Comment la décision a été prise n’est pas connue. Damas était sans aucun doute un prix tentant. Son souverain, Unur, craignant l’expansion du pouvoir de Nūr al-Dīn, était le seul souverain musulman le plus disposé à coopérer avec les Francs. Cependant, Unur était désormais contraint de solliciter l’aide de son ancien ennemi pour les contrecarrer. Et Nūr al-Dīn ne tarda pas à se diriger vers Damas. Non seulement la campagne des Croisés était mal conçue, mais elle était mal exécutée. Le 28 juillet, après un siège de quatre jours, alors que les forces de Nūr al-Dīn approchaient de la ville, il devint évident que l’armée croisée était dangereusement exposée, et une retraite fut ordonnée. Ce fut un échec humiliant, imputable en grande partie aux intérêts contradictoires des participants.

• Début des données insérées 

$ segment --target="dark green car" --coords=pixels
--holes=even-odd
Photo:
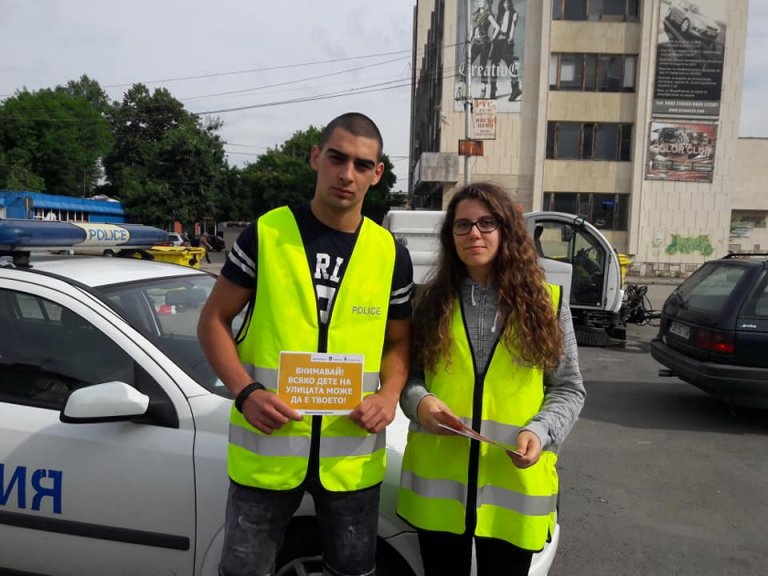
[[[651,356],[723,400],[768,408],[768,254],[705,263],[664,303]]]

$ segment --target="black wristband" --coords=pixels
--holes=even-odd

Conrad décampa pour Constantinople, où il accepta de se joindre à l’empereur contre Roger de Sicile. La réaction de Louis est différente. Son ressentiment à l’égard de Manuel, qu’il rendait responsable de l’échec, était si grand qu’il accepta l’offre de Roger de lui fournir des navires pour le ramener chez lui et accepta un plan pour une nouvelle croisade contre Byzance. Faute de soutien papal, le plan n’aboutit à rien, mais la perception que les Byzantins faisaient partie du problème plutôt que de la solution se répandit en Europe.

La deuxième croisade avait été promue avec beaucoup de zèle et avait suscité de grands espoirs. Son effondrement provoqua une profonde consternation. Cherchant une explication, saint Bernard se tourna vers l’Écriture et prêcha que la Croisade avait échoué à cause du péché de l’Europe. Ce n’est que par la purification et les prières des hommes et des femmes chrétiens que Dieu s’apaiserait et accorderait à nouveau la victoire à ses chevaliers. Cette croyance est devenue un élément central de l’idéologie de la croisade et une impulsion importante pour les mouvements de piété laïque au cours du Moyen Âge. Les musulmans, quant à eux, ont été énormément encouragés par l’effondrement de la deuxième croisade, car ils avaient affronté le danger d’une autre grande expédition occidentale et avaient triomphé.